Lei, i suoi sentimenti? Un po’ di stordimento contingente, risultante di varie suggestioni convergenti: ut supra dixi. Forse in mezzo a tanta flora è nata anche una pianticella di sincera attrazione, un misto di affetto e riconoscenza, di quasi amore o infatuazione che sia. Mi basta? Altro che. Possa, io, parlare al suo corpo il linguaggio dei ciechi (come chiedeva quel personaggio panziniano); i miei occhi percorrerne da vicino e in concorrenza col tatto le svariate grazie; le nostre bocche incollarsi cercandosi, e l’inquieto loro interno non soffrire repulsioni. Tanto mi basta. Mi accontenta anche il suo credere di amarmi, il suo attaccamento reale, quale che sia, quali che ne siano radici e componenti. Bisogna essere modesti. Cioè, realisti. Non posso dire che non lo siano anche fratello e cognato, quando sognano tutte le belle ai loro piedi: esagerano, certo, ma loro hanno i requisiti fisici per legittimare l’attesa. Ed è pur vero che, a
volte, hanno solo l’imbarazzo della scelta. Ma quelli come me gridano al miracolo se una bella ragazza non li respinge del tutto, e vanno in tilt da eccesso gioioso se li accetta. Anche solo a tempo, anche per spinte appetitive non travolgenti.

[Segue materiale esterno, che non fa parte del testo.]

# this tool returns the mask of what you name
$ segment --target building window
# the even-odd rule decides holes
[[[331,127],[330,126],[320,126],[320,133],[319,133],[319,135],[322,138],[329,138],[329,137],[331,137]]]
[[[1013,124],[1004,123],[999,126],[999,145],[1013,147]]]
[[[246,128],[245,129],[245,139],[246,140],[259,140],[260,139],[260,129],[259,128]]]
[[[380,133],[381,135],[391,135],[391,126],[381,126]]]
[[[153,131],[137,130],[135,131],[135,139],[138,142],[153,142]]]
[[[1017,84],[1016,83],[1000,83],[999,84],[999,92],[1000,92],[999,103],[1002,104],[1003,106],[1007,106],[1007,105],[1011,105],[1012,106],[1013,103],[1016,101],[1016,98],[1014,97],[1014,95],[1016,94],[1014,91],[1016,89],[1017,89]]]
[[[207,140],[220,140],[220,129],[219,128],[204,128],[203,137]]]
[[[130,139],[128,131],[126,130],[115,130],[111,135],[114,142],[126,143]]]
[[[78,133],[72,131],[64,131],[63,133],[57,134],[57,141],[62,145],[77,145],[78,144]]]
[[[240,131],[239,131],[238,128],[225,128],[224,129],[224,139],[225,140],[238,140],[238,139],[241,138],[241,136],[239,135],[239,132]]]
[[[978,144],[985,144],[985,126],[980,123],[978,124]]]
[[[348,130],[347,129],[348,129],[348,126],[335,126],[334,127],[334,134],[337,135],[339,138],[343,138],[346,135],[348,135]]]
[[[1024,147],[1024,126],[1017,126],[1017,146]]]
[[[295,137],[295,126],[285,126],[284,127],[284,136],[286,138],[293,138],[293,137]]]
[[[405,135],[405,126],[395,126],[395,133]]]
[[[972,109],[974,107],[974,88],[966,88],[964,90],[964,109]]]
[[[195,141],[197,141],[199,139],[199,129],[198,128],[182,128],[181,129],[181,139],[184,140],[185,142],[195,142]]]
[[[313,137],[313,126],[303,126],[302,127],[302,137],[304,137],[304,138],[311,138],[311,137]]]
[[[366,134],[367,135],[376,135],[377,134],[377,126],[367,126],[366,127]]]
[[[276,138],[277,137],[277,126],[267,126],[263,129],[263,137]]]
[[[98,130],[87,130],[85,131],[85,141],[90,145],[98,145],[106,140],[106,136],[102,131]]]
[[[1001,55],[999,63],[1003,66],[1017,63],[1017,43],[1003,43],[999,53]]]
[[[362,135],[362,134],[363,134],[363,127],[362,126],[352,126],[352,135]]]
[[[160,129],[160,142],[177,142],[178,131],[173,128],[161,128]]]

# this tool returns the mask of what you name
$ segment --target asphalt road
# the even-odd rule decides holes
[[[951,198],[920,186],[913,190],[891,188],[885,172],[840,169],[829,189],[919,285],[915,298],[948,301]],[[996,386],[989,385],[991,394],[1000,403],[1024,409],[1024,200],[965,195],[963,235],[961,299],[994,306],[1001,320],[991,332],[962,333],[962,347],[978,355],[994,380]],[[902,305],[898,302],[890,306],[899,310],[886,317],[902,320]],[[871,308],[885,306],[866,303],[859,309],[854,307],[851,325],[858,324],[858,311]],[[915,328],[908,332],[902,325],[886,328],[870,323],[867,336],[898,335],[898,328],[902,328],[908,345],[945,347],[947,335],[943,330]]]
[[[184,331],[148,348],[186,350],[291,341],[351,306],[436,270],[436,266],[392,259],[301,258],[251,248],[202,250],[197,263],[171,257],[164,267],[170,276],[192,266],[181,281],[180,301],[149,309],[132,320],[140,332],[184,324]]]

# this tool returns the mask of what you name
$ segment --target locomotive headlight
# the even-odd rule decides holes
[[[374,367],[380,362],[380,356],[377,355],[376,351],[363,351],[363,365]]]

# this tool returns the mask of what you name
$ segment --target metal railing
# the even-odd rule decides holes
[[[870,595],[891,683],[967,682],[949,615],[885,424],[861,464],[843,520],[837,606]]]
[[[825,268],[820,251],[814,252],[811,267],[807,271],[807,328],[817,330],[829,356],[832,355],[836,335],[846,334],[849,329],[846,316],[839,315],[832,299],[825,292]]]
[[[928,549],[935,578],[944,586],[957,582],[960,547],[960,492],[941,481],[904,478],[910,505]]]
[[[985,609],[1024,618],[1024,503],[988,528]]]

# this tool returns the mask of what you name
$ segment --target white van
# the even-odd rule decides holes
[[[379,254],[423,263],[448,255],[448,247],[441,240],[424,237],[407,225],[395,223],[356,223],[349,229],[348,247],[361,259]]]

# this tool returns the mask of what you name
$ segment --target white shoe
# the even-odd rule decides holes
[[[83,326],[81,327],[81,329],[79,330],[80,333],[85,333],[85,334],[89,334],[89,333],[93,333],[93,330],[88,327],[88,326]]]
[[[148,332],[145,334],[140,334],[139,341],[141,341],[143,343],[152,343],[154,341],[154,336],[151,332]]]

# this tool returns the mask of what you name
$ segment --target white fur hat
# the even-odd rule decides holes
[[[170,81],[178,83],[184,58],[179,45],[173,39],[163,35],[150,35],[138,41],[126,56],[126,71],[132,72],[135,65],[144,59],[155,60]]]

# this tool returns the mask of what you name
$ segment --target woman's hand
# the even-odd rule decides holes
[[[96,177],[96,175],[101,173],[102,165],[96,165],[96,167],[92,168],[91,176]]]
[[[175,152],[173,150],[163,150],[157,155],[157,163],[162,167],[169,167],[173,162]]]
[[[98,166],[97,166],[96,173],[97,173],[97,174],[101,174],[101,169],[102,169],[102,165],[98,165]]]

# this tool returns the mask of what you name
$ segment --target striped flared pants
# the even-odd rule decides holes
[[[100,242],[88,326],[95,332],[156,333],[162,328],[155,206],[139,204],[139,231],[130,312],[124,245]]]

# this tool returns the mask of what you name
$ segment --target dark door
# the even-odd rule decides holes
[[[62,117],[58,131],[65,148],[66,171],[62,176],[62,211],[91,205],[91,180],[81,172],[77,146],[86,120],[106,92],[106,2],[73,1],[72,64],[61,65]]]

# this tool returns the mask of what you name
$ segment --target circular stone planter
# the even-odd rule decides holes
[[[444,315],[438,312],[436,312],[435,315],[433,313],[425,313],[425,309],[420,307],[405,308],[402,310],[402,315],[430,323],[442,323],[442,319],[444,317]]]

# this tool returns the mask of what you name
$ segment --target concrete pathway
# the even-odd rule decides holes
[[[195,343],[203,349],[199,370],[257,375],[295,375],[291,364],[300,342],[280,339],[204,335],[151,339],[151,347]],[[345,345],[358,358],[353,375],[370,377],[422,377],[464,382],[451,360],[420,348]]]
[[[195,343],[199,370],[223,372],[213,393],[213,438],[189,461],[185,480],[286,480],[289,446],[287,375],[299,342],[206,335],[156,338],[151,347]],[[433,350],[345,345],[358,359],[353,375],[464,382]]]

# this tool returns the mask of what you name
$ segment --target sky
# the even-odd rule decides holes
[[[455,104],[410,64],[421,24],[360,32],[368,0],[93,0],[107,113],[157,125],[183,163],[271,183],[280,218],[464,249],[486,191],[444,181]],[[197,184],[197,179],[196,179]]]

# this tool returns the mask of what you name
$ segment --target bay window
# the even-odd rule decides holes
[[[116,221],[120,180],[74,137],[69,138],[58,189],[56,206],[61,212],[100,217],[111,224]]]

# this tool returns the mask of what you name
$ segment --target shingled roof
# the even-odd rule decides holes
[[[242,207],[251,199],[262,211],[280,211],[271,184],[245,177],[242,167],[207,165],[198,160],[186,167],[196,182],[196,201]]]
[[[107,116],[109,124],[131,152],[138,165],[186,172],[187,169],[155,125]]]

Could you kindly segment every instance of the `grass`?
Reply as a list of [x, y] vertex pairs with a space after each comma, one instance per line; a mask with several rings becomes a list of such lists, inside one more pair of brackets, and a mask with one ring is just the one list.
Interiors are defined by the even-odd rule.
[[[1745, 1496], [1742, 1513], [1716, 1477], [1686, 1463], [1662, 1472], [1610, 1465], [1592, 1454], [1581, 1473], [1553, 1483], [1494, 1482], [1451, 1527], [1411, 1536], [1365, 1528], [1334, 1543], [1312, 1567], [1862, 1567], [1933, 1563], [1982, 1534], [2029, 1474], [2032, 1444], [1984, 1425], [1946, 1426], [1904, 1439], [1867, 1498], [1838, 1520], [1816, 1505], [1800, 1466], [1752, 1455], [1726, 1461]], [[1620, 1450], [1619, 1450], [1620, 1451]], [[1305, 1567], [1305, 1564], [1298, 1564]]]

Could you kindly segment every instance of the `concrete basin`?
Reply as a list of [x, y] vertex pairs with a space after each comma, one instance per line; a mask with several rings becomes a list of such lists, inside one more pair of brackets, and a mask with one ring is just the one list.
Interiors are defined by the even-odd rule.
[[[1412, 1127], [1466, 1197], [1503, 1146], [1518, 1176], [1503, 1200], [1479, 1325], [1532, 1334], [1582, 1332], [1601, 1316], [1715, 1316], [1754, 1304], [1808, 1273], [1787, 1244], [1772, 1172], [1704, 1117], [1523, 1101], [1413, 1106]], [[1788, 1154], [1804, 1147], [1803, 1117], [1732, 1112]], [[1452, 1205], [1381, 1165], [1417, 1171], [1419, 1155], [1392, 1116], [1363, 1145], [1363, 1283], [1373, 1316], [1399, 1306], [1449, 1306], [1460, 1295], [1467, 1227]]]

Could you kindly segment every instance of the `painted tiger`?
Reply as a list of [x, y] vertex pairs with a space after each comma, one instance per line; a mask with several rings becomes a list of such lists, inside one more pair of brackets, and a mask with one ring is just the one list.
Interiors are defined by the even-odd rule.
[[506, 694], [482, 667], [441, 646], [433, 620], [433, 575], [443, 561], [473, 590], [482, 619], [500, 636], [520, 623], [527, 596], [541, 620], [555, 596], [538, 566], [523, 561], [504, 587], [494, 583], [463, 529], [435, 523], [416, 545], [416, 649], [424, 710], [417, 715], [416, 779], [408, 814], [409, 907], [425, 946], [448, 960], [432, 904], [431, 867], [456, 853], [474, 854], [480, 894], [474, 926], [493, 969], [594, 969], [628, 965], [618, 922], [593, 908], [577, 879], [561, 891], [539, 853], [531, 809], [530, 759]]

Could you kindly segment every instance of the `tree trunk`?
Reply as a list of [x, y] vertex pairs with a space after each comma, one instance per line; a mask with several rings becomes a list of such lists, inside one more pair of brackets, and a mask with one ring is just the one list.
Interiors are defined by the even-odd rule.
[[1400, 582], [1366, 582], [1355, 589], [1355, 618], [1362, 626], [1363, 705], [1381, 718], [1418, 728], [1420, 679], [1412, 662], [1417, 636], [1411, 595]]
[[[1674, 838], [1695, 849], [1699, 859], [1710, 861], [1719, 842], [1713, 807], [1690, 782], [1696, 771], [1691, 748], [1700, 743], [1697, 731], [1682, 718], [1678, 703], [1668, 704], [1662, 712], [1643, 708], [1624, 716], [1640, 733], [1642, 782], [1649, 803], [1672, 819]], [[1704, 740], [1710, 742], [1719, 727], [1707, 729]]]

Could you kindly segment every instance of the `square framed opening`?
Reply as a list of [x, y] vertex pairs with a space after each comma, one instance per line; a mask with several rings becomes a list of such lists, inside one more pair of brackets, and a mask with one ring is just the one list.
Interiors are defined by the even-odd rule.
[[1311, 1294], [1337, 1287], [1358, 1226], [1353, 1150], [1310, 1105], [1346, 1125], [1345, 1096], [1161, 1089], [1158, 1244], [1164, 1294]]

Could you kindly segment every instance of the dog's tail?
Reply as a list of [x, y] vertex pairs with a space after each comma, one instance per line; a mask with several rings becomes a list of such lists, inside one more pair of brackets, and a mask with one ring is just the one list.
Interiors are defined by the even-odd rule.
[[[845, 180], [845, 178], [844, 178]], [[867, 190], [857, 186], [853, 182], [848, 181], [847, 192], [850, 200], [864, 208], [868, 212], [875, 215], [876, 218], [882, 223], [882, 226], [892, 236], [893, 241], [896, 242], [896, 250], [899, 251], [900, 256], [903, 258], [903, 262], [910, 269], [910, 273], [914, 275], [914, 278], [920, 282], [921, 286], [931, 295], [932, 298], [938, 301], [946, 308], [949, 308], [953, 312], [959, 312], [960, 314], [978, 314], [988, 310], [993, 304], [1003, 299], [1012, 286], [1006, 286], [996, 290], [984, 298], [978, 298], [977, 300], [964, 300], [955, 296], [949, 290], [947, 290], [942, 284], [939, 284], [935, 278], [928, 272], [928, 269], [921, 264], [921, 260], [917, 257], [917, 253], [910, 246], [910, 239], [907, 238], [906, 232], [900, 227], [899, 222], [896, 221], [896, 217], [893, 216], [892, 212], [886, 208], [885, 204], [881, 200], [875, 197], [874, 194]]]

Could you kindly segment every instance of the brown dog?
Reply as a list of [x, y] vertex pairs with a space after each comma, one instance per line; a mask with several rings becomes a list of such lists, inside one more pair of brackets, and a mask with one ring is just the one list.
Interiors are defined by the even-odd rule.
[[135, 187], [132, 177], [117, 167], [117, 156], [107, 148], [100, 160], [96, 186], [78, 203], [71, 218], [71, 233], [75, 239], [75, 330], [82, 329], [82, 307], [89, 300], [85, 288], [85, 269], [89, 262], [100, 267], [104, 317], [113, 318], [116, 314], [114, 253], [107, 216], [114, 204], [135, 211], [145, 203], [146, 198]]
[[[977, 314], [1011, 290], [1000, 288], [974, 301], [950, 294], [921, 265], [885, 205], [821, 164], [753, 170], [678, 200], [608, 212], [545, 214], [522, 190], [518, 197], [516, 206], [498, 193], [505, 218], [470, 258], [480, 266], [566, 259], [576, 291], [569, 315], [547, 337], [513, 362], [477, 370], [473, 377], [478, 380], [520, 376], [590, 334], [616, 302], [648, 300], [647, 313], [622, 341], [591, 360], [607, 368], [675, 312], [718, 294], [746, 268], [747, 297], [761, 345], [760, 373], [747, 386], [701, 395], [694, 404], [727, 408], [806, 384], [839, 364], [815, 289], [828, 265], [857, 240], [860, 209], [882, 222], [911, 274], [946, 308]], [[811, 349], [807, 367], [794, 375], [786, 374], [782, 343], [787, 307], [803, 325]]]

“Hai rischiato una punizione, l’altro giorno, a scuola, aspettandomi, in corridoio, troppo a lungo. Che cosa avevi di tanto urgente da dirmi? Meglio evitare, non dare nell’occhio. Ma sì, io apprezzo, e te ne ho già ringraziato; pure, debbo frenare certa impazienza sterile di esiti appetibili e gravida di noie possibili. Dunque, carissima, prudenza. E pazienza.” Così parlò il diarista invaso.
Che ora deve provvedere a nascondere le pagine in esplicito appena riempite di verità denudata e di paure dette e sottintese.